WASHINGTON — It's one of the biggest unknowns bugging would-be buyers of houses and condos this summer: Will Congress let the $8,000 nonrepayable tax credit for first-time purchasers expire as scheduled 14 weeks from now?
Or will the credit get a second life and be extended, taking pressure off buyers, realty agents and settlement companies?
That's an especially urgent matter if you're a buyer just starting to shop and you see entry-level prices bottoming out or rebounding in many local markets. The tax credit statute requires buyers to fully close on their purchases — not just be under contract — no later than Nov. 30. This doesn't leave a lot of leeway for people who haven't yet decided on a house and who haven't nailed down mortgage financing.
The whole process of negotiating offers, signing sales contracts, applying for a loan and completing the closing can easily extend for two months — or a lot longer if things get off track.
Given the rapidly approaching deadline, what's the likelihood that Congress will allow at least a little extra time? Here's a quick overview.
Though Congress is on its summer break, most members of the Senate and House use part of the August recess to meet with and listen to constituents in their home districts.
This year, the two biggest housing trade groups — the 1.2-million-member National Association of Realtors and the National Association of Home Builders — are spending the month mounting intense grass roots campaigns to make the case for extending the credit, and maybe even expanding it. The effort is targeted first at the districts of members of the two tax-writing committees — House Ways and Means and Senate Finance — but is expected to cover most other members as well, according to officials of the two groups.
Delegations of homebuilders and realty brokers already have begun descending on district offices, delivering what Jerry Howard, president and CEO of the builders association, calls "the hard economic facts" — the numbers of houses sold in each congressman's district that are attributable to the tax credit; the economic ripple effects on local businesses, manufacturers and service industries; new jobs and income; plus the additional tax revenues that all this activity will help produce for local governments.
On a national basis, according to economists at the National Association of Realtors, anywhere from 300,000 to 350,000 additional sales of houses will be stimulated this year by the credit.
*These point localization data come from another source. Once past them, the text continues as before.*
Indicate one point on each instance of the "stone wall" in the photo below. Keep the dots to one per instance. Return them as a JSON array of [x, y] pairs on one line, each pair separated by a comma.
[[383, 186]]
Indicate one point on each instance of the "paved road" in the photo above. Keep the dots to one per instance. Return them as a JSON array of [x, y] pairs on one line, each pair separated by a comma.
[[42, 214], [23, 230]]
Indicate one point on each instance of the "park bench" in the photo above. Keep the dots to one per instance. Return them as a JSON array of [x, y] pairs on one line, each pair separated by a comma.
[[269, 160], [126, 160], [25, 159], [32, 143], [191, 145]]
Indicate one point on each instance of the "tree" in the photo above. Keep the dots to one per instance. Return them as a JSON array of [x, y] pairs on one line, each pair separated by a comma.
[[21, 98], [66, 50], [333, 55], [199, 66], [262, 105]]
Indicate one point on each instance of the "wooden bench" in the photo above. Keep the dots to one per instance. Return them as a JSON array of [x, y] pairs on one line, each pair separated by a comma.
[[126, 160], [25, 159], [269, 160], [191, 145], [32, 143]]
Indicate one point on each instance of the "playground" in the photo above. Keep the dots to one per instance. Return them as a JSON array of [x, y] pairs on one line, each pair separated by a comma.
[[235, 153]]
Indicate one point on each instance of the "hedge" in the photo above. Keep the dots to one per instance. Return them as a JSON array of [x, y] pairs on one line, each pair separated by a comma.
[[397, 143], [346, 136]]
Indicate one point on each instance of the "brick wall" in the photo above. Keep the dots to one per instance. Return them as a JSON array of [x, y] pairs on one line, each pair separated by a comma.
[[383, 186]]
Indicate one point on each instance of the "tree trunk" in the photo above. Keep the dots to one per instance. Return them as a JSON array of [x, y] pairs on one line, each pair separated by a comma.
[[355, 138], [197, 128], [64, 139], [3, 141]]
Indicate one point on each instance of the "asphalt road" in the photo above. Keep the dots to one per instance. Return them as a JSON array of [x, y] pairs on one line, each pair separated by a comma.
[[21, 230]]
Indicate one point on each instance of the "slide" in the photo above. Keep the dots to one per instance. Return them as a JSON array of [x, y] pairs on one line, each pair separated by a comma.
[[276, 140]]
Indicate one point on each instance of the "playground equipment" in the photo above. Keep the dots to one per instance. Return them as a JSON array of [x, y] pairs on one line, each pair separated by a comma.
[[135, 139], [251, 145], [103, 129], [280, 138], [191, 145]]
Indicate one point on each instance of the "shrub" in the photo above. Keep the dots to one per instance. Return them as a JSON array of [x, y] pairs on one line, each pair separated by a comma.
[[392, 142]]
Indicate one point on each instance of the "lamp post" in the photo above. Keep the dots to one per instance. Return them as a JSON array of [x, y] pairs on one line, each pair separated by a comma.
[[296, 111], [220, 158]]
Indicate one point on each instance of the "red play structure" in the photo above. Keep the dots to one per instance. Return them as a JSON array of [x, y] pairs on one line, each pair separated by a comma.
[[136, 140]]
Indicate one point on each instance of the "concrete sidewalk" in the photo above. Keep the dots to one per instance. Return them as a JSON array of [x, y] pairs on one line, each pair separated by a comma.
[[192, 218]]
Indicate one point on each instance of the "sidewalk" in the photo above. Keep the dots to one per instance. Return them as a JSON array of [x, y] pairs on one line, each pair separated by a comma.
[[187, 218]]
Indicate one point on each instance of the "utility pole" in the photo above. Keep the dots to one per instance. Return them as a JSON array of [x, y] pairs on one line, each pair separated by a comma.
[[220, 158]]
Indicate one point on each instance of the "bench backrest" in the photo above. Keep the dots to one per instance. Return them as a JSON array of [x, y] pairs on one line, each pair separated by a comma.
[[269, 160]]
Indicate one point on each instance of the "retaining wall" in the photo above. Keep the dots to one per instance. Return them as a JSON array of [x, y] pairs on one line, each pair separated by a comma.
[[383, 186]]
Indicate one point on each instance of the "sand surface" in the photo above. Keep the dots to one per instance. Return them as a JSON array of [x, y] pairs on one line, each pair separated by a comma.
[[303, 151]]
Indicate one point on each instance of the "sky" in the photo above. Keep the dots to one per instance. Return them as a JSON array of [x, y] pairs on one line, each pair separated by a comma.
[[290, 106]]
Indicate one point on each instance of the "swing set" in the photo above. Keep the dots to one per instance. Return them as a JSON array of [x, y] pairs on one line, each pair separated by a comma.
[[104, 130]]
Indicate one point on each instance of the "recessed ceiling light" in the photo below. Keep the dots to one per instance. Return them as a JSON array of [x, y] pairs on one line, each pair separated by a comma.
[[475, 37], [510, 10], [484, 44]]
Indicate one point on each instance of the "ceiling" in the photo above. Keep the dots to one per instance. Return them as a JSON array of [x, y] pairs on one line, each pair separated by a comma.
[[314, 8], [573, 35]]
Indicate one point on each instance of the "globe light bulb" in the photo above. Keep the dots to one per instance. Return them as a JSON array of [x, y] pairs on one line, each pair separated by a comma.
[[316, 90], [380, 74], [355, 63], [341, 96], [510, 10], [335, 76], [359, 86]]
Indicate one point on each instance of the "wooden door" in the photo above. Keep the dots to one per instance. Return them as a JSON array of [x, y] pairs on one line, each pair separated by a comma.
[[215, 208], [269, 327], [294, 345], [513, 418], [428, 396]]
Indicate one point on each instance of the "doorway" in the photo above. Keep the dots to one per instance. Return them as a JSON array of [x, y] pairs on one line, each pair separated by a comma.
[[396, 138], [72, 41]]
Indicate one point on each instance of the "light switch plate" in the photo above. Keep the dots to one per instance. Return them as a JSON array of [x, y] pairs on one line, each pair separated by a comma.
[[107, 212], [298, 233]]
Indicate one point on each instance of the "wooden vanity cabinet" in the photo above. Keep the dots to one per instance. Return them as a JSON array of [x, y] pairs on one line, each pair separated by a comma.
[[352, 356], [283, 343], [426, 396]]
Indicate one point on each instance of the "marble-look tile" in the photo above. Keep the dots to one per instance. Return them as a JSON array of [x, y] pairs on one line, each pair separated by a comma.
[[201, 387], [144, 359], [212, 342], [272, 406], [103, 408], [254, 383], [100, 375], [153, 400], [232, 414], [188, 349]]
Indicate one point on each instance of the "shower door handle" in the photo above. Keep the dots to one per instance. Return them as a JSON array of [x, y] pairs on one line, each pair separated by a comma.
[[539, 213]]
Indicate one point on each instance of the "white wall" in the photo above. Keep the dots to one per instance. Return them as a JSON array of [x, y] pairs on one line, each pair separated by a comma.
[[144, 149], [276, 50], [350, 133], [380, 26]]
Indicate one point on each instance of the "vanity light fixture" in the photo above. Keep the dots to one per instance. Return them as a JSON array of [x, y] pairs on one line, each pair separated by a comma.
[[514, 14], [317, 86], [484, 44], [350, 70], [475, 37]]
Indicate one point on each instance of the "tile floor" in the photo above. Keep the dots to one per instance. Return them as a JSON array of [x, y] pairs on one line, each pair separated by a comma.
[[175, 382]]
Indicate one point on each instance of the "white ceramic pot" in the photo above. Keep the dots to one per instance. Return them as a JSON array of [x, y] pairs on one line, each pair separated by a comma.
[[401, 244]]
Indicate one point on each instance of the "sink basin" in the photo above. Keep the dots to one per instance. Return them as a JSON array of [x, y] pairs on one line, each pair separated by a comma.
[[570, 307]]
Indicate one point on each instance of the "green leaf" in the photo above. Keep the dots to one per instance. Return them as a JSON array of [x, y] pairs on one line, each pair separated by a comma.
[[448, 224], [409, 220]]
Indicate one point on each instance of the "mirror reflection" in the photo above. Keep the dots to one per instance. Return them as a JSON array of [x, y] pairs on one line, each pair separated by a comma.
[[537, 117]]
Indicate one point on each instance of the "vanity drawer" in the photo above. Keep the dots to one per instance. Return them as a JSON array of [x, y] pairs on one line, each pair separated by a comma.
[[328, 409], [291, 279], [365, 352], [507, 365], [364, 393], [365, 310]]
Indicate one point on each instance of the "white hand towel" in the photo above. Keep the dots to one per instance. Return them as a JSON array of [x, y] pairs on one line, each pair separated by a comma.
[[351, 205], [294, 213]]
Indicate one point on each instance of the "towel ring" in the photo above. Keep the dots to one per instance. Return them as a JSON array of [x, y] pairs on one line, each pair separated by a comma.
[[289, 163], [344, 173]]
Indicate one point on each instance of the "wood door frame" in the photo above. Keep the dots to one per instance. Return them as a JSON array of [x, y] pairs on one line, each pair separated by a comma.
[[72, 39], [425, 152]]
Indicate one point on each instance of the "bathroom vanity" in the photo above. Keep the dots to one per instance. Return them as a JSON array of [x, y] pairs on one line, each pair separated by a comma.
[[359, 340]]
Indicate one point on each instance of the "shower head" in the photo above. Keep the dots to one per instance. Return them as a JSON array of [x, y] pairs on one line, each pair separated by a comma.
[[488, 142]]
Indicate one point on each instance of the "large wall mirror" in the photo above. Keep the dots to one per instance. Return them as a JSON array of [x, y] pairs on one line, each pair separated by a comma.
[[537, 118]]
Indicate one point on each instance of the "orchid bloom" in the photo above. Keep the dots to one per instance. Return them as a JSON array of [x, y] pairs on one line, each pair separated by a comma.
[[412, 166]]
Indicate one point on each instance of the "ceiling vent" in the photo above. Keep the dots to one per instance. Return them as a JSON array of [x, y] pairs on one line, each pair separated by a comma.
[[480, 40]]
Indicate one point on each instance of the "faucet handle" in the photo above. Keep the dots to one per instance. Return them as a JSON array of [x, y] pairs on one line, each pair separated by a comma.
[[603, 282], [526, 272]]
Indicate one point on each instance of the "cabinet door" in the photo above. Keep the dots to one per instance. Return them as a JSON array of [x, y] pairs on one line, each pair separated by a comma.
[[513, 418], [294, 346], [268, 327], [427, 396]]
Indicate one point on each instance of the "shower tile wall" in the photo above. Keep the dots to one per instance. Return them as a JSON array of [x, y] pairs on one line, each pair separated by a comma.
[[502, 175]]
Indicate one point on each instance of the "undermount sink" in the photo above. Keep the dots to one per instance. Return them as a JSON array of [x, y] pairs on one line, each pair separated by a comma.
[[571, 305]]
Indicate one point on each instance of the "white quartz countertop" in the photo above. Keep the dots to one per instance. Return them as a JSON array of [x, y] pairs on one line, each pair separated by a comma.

Each home sale generates about $63,000 in downstream "ripple effects," they say — sales of furnishings, appliances, lawn mowers, landscaping, renovation materials, moving expenses and so on.
If you accept the numbers — and some analysts consider them a stretch — this means the housing credit provides a powerful, immediate reaction. Failure to extend what may be one of the most effective pieces of the Obama administration's 2009 stimulus legislation would cost jobs, economic growth and tax revenues, the housing groups argue.
There are some early signs Congress may be getting the message. Bills are pending in both houses to extend the credit for another year. Senate Majority Leader Harry M. Reid, D-Nev., whose state has been among the worst hit by the housing bust, reportedly now favors an extension of the credit. He was quoted to that effect by the Las Vegas Sun on Aug. 5, adding, "It's something we can get done."
Sen. Chris Dodd, D-Conn., chairman of the Senate Banking Committee and in a tight race for re-election next year, is co-sponsoring a bill with Georgia Republican Johnny Isakson that would raise the credit amount to a maximum of $15,000. Meanwhile, both the Realtors and the builders are pushing not only for extension of the credit, but for broadening it to cover all home purchases in 2010.
But can any of this happen before the Nov. 30 deadline? The key complicating factor here is Congress' heavy load of higher-profile, pressing issues that will get attention before anything else in September and October: health care reform, climate change and energy, financial system regulatory reform and a new Consumer Financial Protection Agency, among others. On top of that, a tax credit extension would cost billions in lost revenues — a big negative when the federal budget deficit is already wallowing in record red-ink territory.
In the end, however, given the political economics of the housing credit, the odds favor some sort of extension. Don't bank on a bigger credit, however, or broadening the concept to cover all purchasers next year.